Esas creencias, deducciones, visiones y convicciones son muy difíciles de desmontar. Y se convierten en resistencias y dificultades mentales para la comprensión de los conocimientos científicos, más aún cuando se trata de conocimientos nuevos a partir de nuevas y mejores interpretaciones científicas de la realidad. La nueva visión que actualmente tenemos del átomo y sus componentes, para citar un ejemplo, invalida creencias y visiones que hasta hace poco estaban vigentes y que todavía muchos profesores siguen enseñando.

Los planificadores de la educación tienen que revisar las metas que se vienen proponiendo para la necesaria educación científica.
Si la educación científica debe introducirse desde la educación inicial, hay que proponerse como meta la correspondiente formación científica de las maestras y maestros de educación inicial. Con la misma lógica y con más razón hay que replantear la formación de los educadores profesionales de toda la educación escolar básica y más aún, como es obvio, de las profesoras y profesores de bachillerato.

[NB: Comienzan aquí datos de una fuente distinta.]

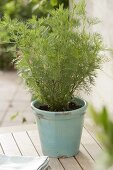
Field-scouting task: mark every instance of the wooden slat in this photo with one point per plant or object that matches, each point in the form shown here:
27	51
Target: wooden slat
70	164
24	144
84	159
8	144
90	144
54	163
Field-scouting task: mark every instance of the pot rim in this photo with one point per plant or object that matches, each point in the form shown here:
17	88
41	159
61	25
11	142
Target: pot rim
76	111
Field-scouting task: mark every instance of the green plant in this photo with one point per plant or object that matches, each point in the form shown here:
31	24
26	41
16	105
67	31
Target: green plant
23	9
104	126
58	54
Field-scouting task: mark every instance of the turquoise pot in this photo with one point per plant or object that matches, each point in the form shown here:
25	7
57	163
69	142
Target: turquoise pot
60	132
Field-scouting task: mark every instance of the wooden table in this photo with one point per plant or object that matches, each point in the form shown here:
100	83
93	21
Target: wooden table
24	140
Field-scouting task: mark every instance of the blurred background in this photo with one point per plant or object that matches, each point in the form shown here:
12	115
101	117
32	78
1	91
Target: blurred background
14	97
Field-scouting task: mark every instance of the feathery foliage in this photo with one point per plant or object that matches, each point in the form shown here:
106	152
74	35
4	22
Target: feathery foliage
58	53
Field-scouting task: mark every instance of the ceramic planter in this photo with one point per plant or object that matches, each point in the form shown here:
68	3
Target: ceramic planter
60	132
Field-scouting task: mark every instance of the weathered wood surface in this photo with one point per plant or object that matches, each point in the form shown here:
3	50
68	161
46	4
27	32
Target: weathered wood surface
24	140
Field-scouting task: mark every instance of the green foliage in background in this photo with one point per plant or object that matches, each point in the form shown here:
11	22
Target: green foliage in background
104	125
58	55
23	9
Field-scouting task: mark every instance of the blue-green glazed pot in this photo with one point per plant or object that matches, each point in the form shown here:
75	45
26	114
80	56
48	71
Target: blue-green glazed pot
60	132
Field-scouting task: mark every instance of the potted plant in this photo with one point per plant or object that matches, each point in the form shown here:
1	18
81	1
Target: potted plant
58	57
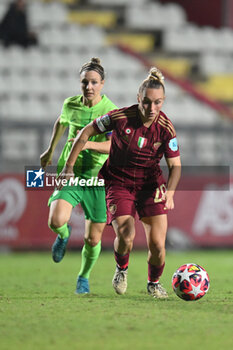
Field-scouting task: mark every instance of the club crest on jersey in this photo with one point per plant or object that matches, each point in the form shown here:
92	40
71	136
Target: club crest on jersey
173	145
142	142
128	131
103	122
113	208
157	145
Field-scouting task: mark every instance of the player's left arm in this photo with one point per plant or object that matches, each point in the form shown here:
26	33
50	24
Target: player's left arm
79	143
100	147
174	168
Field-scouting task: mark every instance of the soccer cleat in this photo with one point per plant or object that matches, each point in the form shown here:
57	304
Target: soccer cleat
82	285
156	290
119	281
59	247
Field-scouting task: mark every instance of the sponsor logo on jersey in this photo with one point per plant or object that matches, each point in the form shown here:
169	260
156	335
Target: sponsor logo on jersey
173	144
142	142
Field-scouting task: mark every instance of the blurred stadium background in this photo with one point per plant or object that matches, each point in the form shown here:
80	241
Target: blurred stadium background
190	41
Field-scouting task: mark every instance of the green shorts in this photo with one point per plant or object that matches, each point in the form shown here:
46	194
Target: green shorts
92	200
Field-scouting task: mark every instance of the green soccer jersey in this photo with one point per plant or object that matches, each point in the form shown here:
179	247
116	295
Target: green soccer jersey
76	115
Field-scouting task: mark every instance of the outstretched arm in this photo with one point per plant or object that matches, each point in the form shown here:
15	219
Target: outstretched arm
58	131
100	147
174	166
77	147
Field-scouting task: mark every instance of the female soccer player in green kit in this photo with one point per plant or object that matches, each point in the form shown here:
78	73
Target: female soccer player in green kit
77	112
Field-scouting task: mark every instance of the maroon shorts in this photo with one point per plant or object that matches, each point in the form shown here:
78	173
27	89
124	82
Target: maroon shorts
123	201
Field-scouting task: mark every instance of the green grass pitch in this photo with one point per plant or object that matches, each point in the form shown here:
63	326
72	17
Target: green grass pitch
39	310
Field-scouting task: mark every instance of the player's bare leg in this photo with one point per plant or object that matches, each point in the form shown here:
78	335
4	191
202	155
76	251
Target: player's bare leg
125	232
155	229
59	215
90	253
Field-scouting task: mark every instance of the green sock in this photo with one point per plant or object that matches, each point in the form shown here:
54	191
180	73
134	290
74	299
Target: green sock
89	257
62	232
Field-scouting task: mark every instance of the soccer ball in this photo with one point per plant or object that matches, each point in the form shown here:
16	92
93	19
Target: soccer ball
190	282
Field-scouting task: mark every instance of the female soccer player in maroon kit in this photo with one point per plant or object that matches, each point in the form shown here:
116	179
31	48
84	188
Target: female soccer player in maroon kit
141	135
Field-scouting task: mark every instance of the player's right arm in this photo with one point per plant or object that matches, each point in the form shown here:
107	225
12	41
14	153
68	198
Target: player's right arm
58	131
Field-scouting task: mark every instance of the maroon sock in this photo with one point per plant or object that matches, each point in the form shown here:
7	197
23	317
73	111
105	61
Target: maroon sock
154	272
122	260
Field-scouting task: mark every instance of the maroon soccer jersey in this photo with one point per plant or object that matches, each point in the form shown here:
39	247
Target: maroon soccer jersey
136	150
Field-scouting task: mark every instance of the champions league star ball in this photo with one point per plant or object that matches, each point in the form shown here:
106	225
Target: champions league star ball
190	282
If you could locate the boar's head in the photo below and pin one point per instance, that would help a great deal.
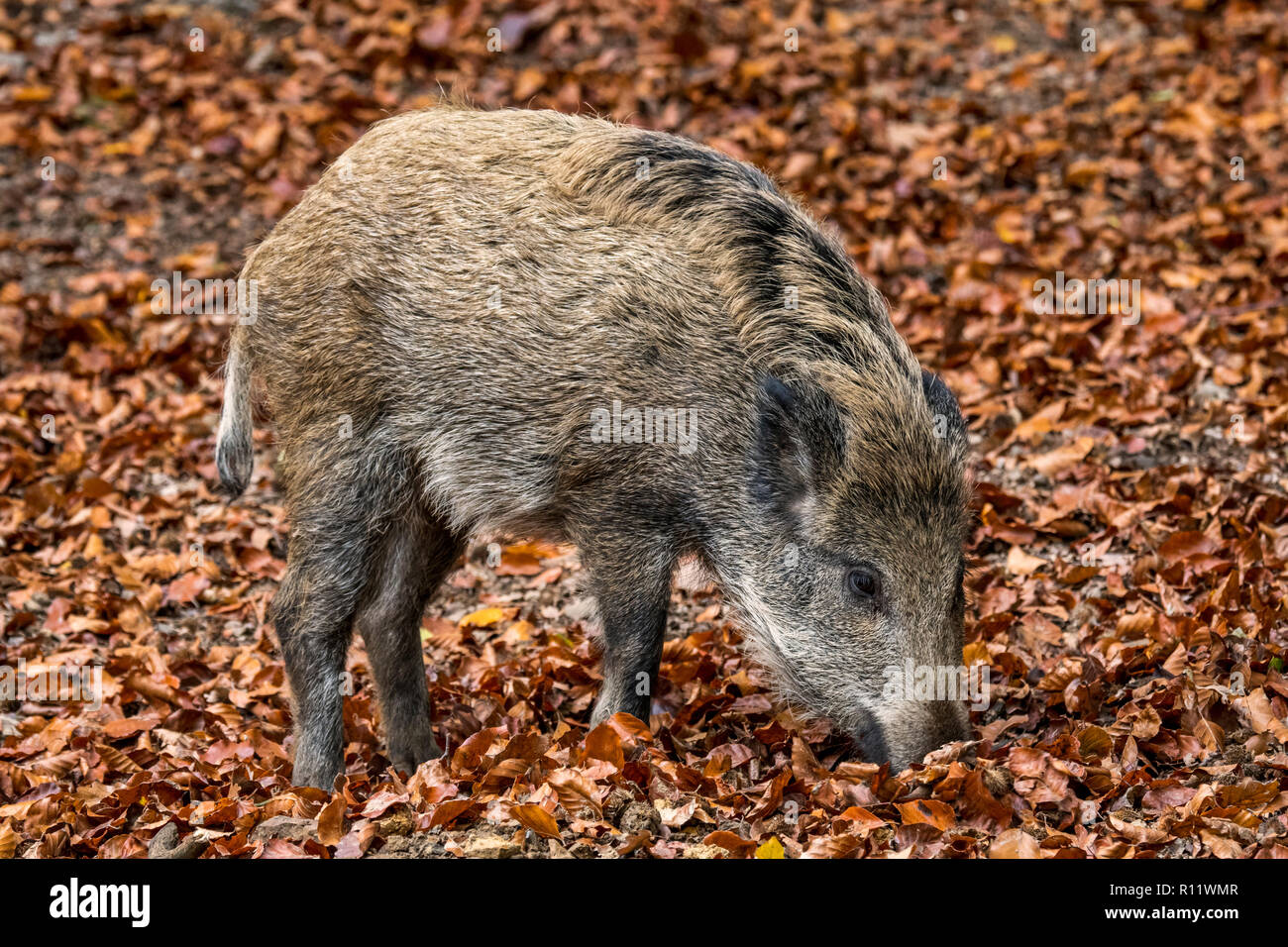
(859, 512)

Una meta que hay que exigir y alcanzar urgentemente es la meta de la formación y capacitación de los formadores de todos los Institutos de Formación Docente, especialmente de los formadores que son profesores de ciencias en dichos institutos. El 26 de diciembre pasado publiqué en esta misma columna del diario ABC una información que parece increíble y que demanda reacción y solución inmediata. Me refiero al hecho, dado a conocer por el CONEC, que "el 77% de los Institutos de Formación Docente no cuentan con docentes con perfil académico en Física, el 76% en Química, el 61% en Inglés, el 58% en Ciencias Naturales y Matemáticas, el 46% en Trabajo y Tecnología"... etc.

¿Cuál y cuánta será la formación y capacitación que tienen la mayoría de los maestros y profesores de ciencias en ejercicio de la profesión que han sido formados en estas ciencias por profesores/formadores no profesionales ni titulados académicamente en dichas ciencias? La meta urgente está clara, poner al frente de tales cátedras de Formación Docente a profesionales titulados y competentes en esas respectivas ciencias. Y seguidamente reparar la falta de formación de los profesores de ciencias que no han sido formados adecuadamente y están en el ejercicio de la educación, repartidos por todas las instituciones educativas del país.

Esta formación de los profesores de ciencias incluye la formación actualizada, que revise incluso ciertos criterios de enseñanza y evaluación. Es frecuente encontrar profesores de ciencias y matemáticas, que consideran que un alto número de alumnos aplazados en sus aulas es un indicador de la calidad y buen nivel de exigencia en su docencia. Según una investigación, de Alonso, Gil y Martínez y Torregrosa, hecha en España (1995) y aplicable a nuestro profesorado, casi el 90% de los profesores de Física y Química está convencido de que en su materia, una evaluación adecuada es aquella que "aplaza" a la mitad de los alumnos.

Entre las metas de la educación científica tenemos que destacar también la meta de mejorar cualitativamente el modo de enseñar las ciencias, incluyendo una metodología que ayude a los alumnos a pasar comprensivamente del conocimiento cotidiano al conocimiento científico. Esto supondrá diversas estrategias, entre las que conviene destacar la estrategia de enseñar a pensar, ayudando a los alumnos a poder pasar del pensamiento concreto al pensamiento formal, (para decirlo en términos de Piaget), y desde el pensamiento formal poder llegar al aprendizaje del pensamiento científico.
Sin el logro de estas metas no habrá desarrollo científico y sin desarrollo científico será muy difícil o imposible salir del subdesarrollo general.